他的剑仍旧指着我,但这一刻却已经杀气尽褪,回头看着南宫煜:“你看看轩辕行思,她原本是这个天下最美的女人,她应该享尽千般宠爱,万般荣华,可现在——她毁容,身残,心碎,连自己心爱的人,也只能在梦里叫他的名字,这就是权势的代价,这就是皇帝位的代价!”
他的每一句话,明明是说给南宫煜听的,却字字惊心,震撼着我的心灵,我心中的悸痛从未停歇,而在这一刻,痛得好像已经深入了骨髓。
那个人回头看着我,虽然一句话也没说,眼中亦是苦涩的疼惜。
但这些话南宫煜已经完全听不进去,也或许走到了这一步,他无法让自己回头,只赤红着眼睛:“这些我都不管,我只要你杀了她!你别忘了,谁在我手里!”
“爹!”
“动手!”
南宫弥生咬了咬牙,终于一挥手中的剑,猛的朝我次来,而余鹤立刻挥枪而上,两个人立刻战成了一团。

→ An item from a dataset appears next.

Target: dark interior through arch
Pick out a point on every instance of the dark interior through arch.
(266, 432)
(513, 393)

这样的战斗和刚刚的血肉搏杀不同,他们的武功身法顶尖卓绝,招招险厉,却又优美得如同谪仙之舞,宽大的袖袍在空中翻飞,里面隐藏的却是寒光闪闪的利刃,好几次我看到他的剑与余鹤擦身而过,而余鹤的枪尖数次指向他的咽喉,却都躲闪开来。
他们是在拼杀,可这样的拼杀,只怕是没有尽头的。
我一直忍着心头的痛楚,但这个时候也实在到了极限,眼看我几乎要昏厥倒下,一双手立刻伸过来将我紧紧的拥住,看着我惨白的脸:“行思——行思你没事吧?”
“我……”
怎么会没事,我好痛!
我抓着他的衣襟,死死的咬着下唇却一个字也不说,他看着我的模样,也只能紧紧的抱着我,用他的身体为我融入一些体温的暖意。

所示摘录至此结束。